In her post, she said the alleged abuse happened most often in individual meetings with an “overpowering coach,” though she did not give a name. She describes being “personally attacked, humiliated, degraded and yelled at to the point of tears in front of the whole team.”
Her attempts to report the abuse were “completely dismissed,” she said, with one administrator telling her that Eaker and the coach “just don’t get along.”
Tessen, who competed with the team from 2017 through 2020, shared similar experiences on social media. The program, she said, fostered an “abusive and toxic environment.” She, too, dealt with “crippling depression and anxiety” while on the team as well as “suicidal ideation.”
Farden, who was named co-head coach in 2016 and has been the program’s sole head coach since 2020, was the subject of and investigation into the team’s culture that concluded in September. An outside law firm, Husch Blackwell, found that Farden “did not engage in any severe, pervasive or egregious acts of emotional or verbal abuse of student-athletes” and “did not engage in any acts of physical abuse, emotional abuse or harassment as defined by SafeSport Code.”
It was determined that Farden made a derogatory comment to a member of the team, but other incidents couldn’t “be independently corroborated” and were denied by the coach. He also “more likely than not threw a stopwatch and a cellular telephone in frustration in the presence of student-athletes,” but the investigation said that the behavior was “not repeated or severe.”

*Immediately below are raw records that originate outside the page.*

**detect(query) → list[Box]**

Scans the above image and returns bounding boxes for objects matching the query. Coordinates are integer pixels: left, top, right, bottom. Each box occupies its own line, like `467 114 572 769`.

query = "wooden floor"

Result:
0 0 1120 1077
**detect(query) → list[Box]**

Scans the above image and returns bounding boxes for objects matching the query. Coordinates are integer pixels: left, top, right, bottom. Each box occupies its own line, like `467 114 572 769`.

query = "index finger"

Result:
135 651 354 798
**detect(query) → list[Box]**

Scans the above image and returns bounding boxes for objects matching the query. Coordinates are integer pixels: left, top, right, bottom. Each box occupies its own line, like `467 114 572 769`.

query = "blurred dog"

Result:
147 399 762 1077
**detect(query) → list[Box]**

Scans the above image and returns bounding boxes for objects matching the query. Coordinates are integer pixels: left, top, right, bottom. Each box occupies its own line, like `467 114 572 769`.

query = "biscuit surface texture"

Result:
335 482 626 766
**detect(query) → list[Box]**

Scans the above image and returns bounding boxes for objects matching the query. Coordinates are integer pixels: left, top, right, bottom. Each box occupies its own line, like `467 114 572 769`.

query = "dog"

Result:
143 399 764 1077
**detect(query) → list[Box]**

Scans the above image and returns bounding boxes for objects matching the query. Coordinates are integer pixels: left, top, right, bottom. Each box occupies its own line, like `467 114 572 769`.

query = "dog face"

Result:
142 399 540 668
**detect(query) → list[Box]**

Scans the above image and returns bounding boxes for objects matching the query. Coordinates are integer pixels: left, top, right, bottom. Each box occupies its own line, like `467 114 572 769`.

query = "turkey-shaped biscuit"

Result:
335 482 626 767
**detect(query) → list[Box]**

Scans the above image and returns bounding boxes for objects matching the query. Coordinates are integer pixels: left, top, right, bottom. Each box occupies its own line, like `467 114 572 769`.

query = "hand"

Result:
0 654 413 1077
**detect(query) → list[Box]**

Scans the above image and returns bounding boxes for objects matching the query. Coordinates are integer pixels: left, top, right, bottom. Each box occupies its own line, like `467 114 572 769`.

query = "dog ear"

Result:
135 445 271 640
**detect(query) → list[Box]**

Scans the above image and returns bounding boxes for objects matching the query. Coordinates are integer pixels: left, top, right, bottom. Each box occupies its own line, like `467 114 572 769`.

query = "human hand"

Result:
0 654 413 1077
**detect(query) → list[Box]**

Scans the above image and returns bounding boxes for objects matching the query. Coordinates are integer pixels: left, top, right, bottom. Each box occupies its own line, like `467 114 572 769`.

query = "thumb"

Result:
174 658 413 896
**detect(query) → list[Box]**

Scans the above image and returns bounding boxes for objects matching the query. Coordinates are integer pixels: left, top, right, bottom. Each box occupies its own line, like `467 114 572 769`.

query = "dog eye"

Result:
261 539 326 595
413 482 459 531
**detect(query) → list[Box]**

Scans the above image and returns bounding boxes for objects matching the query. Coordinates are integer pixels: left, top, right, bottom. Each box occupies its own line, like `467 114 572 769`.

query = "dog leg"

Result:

Eaker called the investigation “incomplete at best” in her social media post and said it lacked credibility.
“The report omits crucial evidence and information,” she said, “and the few descriptions used are inaccurate.”
“I’m speaking out for all of the women who can’t because they are mentally debilitated and paralyzed by fear,” she added. “I can no longer stand by while perpetrators are still allowed in sports and are causing young girls and women to suffer.”